The primary and consulting teams discussed the relative role of drug reaction and EBV infection in his presentation, as both can cause a morbilliform rash and facial edema. It was noted that facial edema in EBV infection typically appears very early in the disease and our patient did not develop it until hospital day 6-7. Additionally, there is significant controversy in nephrology literature if EBV can cause acute interstitial nephritis with recent publications documenting no virus present in affected tissue.1 Further, acute interstitial nephritis is typically treated with prednisone, yet our patient had development and worsening of his disease on prednisone. Lastly, the reactivation of EBV, HHV-6, and other human herpes viruses in patients with DRESS syndrome is well documented in the literature.2-6 The consensus between the primary team, dermatology, infectious disease, nephrology, and rheumatology was that the patient's presentation was a better fit with DRESS syndrome due to development and worsening of disease on prednisone rather than improvement.

Management and Discussion

With the diagnosis of DRESS syndrome, the prednisone was stopped and dexamethasone was started. Dexamethasone was selected because it is a Group C steroid in a different allergy classification than Group A prednisone. It has a low allergic potential and low risk for cross-reaction with prednisone. With this treatment, his rash cleared rapidly and completely. His labs returned to normal.

We report this unusual case of prednisone-induced DRESS syndrome.
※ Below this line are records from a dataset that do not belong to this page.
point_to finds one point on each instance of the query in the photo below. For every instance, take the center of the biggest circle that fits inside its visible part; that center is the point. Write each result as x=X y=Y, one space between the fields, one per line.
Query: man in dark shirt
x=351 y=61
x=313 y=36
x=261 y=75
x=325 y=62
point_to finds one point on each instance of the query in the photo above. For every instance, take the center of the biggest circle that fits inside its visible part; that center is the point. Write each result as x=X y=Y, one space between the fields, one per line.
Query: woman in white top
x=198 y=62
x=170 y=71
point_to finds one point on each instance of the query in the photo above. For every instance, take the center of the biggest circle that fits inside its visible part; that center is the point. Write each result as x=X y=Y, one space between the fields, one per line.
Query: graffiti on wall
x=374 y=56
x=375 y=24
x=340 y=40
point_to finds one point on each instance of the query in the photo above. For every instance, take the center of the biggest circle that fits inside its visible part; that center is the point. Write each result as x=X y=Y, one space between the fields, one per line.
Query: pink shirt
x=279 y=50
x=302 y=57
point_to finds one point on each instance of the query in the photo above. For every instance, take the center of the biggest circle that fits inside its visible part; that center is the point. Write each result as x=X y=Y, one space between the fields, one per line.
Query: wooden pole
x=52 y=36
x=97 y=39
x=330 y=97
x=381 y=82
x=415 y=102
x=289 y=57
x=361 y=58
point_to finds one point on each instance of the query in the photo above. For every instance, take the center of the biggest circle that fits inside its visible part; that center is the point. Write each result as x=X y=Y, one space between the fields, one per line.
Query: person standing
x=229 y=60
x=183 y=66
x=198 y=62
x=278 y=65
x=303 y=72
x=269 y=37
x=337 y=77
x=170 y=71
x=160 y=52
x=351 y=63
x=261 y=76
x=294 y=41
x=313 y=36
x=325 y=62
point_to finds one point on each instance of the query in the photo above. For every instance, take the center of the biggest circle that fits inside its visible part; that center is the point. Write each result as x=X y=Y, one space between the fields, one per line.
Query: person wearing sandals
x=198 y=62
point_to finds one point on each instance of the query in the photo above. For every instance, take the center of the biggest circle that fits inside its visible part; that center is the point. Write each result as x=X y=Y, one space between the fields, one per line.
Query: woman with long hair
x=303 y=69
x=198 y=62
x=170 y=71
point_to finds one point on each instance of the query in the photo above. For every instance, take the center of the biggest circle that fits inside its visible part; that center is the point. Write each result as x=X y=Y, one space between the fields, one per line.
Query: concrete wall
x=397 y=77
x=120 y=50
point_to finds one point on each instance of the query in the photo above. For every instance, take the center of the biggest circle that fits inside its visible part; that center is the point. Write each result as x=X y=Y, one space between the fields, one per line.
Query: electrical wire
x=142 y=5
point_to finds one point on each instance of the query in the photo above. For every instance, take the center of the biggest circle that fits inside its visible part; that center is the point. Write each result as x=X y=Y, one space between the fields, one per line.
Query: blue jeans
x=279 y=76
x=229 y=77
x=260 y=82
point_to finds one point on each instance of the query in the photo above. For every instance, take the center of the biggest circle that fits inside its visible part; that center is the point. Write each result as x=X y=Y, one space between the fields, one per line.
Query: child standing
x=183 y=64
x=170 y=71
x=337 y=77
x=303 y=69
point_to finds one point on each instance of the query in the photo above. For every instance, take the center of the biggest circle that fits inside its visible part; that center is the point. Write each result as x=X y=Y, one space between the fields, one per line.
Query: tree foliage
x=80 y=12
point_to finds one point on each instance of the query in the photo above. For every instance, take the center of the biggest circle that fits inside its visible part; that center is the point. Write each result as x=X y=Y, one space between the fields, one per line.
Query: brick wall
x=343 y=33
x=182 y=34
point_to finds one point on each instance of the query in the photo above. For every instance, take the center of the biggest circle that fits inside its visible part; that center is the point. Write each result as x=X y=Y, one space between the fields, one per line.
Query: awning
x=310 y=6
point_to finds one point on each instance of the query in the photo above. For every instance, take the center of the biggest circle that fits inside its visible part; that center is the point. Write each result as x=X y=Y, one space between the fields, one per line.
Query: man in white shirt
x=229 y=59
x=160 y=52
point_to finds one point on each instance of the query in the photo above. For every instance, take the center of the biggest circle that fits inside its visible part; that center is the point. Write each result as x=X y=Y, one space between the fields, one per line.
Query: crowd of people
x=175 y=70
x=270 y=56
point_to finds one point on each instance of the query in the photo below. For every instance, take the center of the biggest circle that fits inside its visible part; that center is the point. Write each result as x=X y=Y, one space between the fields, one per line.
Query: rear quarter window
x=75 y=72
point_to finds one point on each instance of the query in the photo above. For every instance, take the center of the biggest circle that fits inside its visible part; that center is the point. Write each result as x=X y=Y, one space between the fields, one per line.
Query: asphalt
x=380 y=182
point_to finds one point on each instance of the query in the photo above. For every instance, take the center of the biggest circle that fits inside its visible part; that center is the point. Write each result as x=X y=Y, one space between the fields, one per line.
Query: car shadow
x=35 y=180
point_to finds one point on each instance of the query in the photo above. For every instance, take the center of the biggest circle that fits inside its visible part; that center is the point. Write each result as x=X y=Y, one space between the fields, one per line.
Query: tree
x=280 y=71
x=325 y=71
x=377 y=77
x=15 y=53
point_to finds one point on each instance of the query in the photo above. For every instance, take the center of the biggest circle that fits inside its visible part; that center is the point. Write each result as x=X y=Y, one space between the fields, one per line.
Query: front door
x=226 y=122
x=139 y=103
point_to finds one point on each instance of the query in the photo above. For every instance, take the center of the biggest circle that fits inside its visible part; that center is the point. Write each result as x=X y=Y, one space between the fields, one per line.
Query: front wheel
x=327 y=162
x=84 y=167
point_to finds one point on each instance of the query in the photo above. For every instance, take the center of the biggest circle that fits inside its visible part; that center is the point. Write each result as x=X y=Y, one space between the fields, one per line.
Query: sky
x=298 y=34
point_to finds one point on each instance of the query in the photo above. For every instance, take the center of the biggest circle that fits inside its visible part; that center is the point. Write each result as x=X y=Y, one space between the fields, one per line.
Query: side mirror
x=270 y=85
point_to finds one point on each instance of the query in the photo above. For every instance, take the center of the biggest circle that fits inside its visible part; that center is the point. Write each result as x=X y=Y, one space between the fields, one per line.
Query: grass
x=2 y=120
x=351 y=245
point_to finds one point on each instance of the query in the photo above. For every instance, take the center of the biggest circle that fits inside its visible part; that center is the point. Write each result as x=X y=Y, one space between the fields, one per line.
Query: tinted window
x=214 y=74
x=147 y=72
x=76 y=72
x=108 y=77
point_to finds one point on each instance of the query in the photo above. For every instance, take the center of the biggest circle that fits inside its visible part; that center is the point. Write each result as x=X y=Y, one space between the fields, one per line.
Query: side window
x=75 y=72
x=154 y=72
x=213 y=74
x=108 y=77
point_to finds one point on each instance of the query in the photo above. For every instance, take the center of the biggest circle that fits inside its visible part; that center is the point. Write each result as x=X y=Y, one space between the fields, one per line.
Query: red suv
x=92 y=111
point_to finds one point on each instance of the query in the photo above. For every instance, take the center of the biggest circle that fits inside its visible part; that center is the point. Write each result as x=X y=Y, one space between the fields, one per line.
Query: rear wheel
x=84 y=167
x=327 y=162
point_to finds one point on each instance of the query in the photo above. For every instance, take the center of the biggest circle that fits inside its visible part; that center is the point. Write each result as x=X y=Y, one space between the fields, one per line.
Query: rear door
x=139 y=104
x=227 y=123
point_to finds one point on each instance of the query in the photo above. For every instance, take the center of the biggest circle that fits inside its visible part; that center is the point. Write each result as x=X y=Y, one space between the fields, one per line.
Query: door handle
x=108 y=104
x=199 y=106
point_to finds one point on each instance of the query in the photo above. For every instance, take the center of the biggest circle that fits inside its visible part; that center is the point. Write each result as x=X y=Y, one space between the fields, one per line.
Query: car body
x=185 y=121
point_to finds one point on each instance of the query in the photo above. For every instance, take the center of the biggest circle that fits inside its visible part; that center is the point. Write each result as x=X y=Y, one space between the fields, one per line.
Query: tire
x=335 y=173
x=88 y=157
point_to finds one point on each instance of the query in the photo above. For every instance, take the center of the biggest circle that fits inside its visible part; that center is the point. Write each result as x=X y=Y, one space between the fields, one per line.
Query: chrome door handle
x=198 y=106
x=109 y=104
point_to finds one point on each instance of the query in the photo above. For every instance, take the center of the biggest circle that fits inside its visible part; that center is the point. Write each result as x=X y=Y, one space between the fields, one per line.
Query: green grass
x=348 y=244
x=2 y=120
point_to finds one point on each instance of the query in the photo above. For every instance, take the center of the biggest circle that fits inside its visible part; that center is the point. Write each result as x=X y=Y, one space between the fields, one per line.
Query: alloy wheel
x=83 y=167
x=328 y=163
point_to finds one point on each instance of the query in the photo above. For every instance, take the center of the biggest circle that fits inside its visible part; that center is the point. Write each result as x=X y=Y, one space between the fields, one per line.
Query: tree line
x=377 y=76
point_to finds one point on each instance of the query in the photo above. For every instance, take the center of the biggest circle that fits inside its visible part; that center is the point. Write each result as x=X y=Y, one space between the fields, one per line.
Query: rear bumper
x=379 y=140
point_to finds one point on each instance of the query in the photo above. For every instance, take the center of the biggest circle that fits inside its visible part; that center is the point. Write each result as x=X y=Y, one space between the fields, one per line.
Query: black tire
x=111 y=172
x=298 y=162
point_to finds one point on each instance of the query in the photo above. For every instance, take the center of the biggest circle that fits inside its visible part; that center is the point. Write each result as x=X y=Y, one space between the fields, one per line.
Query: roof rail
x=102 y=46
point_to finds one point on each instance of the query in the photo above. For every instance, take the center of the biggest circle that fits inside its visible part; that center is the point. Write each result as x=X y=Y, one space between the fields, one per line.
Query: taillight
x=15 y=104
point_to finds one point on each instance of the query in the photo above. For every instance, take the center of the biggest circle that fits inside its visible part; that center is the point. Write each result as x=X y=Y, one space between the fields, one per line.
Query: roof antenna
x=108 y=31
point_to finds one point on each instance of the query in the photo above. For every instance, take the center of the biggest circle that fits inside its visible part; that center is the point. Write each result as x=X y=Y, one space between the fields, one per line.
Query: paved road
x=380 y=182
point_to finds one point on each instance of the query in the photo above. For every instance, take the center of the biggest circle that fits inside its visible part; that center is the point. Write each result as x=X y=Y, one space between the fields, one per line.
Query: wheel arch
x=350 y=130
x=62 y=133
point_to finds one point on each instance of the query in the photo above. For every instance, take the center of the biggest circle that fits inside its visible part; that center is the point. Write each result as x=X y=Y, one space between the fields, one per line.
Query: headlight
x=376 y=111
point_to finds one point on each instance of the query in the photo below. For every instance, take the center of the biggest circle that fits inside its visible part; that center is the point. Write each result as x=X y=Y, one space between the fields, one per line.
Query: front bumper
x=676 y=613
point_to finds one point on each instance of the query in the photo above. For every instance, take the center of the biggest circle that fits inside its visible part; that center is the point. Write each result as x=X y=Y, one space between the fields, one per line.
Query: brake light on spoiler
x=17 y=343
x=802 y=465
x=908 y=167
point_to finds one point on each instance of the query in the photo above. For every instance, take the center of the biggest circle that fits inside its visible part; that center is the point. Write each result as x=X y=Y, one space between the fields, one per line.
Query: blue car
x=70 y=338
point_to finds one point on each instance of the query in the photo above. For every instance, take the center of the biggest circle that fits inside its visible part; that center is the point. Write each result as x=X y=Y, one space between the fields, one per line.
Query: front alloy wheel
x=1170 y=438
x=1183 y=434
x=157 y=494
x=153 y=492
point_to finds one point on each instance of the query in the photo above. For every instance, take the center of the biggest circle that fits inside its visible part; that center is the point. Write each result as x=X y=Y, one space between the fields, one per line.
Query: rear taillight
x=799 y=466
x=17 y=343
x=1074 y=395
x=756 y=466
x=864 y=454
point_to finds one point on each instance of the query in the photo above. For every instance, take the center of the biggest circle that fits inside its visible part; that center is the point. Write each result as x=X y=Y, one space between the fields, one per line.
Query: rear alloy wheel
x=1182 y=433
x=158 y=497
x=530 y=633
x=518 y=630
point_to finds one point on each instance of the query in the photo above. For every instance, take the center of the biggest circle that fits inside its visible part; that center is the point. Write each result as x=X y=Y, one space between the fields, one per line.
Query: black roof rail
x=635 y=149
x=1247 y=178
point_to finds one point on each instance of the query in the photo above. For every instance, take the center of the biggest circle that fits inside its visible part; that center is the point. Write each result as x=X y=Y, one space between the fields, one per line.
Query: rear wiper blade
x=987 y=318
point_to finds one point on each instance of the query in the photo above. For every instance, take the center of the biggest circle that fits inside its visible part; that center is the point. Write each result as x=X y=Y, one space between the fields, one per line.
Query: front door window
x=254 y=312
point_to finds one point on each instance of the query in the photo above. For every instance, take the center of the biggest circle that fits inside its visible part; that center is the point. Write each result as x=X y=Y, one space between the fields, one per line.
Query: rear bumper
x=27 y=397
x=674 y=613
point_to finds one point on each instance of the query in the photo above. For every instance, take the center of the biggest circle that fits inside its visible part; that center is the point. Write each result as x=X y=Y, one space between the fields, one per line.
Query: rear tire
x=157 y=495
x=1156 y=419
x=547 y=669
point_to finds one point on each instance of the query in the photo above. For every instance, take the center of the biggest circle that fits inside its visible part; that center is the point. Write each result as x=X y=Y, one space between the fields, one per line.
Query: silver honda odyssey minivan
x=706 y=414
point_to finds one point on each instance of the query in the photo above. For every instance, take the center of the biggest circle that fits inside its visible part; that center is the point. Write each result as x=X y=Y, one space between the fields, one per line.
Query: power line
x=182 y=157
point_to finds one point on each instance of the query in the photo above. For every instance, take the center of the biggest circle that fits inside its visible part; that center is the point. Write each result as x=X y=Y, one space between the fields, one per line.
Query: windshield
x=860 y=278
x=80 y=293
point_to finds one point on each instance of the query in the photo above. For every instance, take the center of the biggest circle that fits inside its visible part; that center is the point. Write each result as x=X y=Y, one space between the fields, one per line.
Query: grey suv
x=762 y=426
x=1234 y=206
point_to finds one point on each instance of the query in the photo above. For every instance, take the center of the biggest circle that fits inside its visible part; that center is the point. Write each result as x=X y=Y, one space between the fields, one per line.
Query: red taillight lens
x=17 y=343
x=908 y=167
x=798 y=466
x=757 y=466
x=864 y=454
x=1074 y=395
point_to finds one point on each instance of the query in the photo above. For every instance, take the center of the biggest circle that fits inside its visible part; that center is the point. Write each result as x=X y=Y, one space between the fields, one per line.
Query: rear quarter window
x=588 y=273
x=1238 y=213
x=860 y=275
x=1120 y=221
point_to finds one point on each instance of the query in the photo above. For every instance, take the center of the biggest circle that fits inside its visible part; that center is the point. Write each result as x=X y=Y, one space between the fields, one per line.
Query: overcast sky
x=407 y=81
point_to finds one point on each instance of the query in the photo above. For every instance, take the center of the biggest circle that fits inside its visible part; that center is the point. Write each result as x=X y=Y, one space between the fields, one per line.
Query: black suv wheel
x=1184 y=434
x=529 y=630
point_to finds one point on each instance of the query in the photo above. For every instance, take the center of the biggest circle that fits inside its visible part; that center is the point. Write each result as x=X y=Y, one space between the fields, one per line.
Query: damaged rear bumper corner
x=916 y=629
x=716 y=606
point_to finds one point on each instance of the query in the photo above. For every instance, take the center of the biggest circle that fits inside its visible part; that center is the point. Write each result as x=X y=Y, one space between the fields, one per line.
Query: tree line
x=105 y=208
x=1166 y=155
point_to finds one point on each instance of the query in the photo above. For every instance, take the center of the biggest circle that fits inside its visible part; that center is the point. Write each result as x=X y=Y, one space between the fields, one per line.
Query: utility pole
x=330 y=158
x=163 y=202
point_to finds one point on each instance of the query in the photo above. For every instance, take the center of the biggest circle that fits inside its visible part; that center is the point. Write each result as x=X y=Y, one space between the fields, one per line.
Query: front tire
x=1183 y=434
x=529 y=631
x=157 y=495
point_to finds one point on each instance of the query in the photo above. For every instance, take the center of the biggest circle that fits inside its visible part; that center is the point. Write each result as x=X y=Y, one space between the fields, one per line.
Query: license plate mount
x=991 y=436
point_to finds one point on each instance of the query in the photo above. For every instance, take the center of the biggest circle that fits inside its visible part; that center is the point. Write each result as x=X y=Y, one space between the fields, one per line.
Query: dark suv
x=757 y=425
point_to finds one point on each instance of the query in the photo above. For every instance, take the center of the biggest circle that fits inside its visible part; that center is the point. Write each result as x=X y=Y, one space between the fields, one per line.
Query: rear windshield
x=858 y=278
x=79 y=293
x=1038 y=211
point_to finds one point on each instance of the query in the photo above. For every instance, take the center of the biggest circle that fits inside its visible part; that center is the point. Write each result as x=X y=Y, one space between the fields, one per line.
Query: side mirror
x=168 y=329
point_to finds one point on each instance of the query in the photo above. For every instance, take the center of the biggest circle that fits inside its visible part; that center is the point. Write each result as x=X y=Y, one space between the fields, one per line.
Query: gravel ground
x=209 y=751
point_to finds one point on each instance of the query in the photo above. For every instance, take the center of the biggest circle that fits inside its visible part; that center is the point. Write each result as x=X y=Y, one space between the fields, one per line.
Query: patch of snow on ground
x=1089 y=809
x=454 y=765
It is important to always critically evaluate the medication list for possible drug reactions causing dermatologic disease.

Sarah Grim Hostetler, MD is a chief resident in dermatology at The Ohio State University. She is moving to her hometown in Wausau, Wisconsin to practice general dermatology.

Adapted from a presentation given at the Cosmetic Surgery Forum 2011 in Las Vegas, NV (cosmeticsurgeryforum.com). This presentation was selected as one of the top 10 resident presentations at the meeting.

  1. Mansur A, Little MA, Oh WC, et al. Immune profile and Epstein-Barr virus infection in acute interstitial nephritis: an immunohistochemical study in 78 patients. Nephron Clinc Pract. 2011; 119(4):c293-300.
  2. Seishima M, Yamanaka S, Fujisawa T. Reactivation of human herpesvirus (HHV) family members other than HHV-6 in drug-induced hypersensitivity syndrome. Br J Dermatol. 2006; 155(2):344-9.
  3. Bauer KA, Brimhall AK, Chang TT. Drug reaction with eosinophilia and systemic symptoms (DRESS) associated with azithromycin in acute Epstein-Barr virus infection. Pediatr Dermatol. 2011; 28(6):741-3.
  4. Laban E, Hainaut-Wierzbicka E, Pourreau F, et al. Cyclophosphamide therapy for corticoresistant drug reaction with eosinophilia and systemic symptoms (DRESS) syndrome in a patient with severe kidney and eye involvement and Epstein- Barr virus reactivation. Am J Kidney Dis. 2010; 55(3):e11-4.
  5. Mardivirin L, Valeyrie-Allanore L, Branlant-Redon E, et al. Amoxicillin-induced flare in patients with DRESS (Drug Reaction with Eosinophilia and Systemic Symptoms): report of seven cases and demonstration of a direct effect of amoxicillin on Human Herpesvirus 6 replication in vitro. Eur J Dermaol. 2010; 20(1):68-73.